Monday, February 2, 2009

PET/CT Day

Kevin has a PET/CT today, part of the ongoing observation. Used to be 5 years total, now it's 5. somethingorother before he's considered "cured."

Our cancer center doesn't have dedicated PET/CT facilities (but it's likely getting one soon) so the mobile truck is brought in twice a week. Used to be once a week--the increase means the cancer center is becoming recognized as a good place for treatment. And, sadly, that cancer continues to increase it's presence among us.

The injection Kevin receives is called FDG-18; it's a sugar and a radioactive element. The sugar bonds with the active metabolic processes in Kev's body (cancer cells are outrageously metabolically active and will show up as 'hot spots', especially when other metabolic processes are slowed down through fasting and resting) and the radionuclide gives off gamma rays which are detected by the PET machine.

You got all that, right? It's the only cool thing that comes with cancer. I get to use words like "radionuclide" in a sentence.

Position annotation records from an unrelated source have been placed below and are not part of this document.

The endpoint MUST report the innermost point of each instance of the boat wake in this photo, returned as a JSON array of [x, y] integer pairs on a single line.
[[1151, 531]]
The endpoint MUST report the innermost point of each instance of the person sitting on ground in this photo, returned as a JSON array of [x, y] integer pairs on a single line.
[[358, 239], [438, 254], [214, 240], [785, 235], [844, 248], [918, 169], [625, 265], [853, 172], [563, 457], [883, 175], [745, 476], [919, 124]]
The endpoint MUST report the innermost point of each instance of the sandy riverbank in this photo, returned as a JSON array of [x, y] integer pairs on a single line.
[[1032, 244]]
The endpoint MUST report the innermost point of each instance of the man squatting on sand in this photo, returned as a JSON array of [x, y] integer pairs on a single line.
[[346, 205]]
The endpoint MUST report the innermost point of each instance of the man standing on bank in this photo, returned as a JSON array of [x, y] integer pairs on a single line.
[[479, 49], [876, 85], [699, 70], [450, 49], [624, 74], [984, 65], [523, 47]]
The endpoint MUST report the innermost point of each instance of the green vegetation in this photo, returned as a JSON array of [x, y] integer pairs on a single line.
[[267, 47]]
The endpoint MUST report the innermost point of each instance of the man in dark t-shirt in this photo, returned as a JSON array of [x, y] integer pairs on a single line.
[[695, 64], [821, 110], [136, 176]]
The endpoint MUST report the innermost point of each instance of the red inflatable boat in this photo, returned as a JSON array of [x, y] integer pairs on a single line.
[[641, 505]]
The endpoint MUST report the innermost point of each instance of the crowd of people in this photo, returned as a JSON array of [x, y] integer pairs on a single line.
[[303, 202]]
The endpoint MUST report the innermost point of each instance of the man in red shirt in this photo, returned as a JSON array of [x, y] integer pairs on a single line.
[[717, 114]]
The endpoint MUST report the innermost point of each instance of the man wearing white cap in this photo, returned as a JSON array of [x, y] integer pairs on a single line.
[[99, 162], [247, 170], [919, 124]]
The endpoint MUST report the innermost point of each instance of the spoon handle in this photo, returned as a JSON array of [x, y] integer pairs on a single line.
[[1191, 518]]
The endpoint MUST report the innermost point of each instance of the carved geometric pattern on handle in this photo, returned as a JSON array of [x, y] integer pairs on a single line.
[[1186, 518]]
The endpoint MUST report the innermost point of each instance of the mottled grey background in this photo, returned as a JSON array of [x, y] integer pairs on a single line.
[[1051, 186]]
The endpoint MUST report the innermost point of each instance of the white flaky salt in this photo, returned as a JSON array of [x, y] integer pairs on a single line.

So PET measures chemistry in his body while the CT side of the scan measures anatomical structure. Put together and we get a 3-D view inside his body that differentiates between structure like scar tissue from surgery or radiation and metabolically active cells which may indicate new cancer growth.

It's very cool technology and pretty definitive in terms of telling us what's going on with his body. We should get the results in a week or so. Or experience has been that bad news comes in faster on these things than good news so we're in no hurry to get a phone call.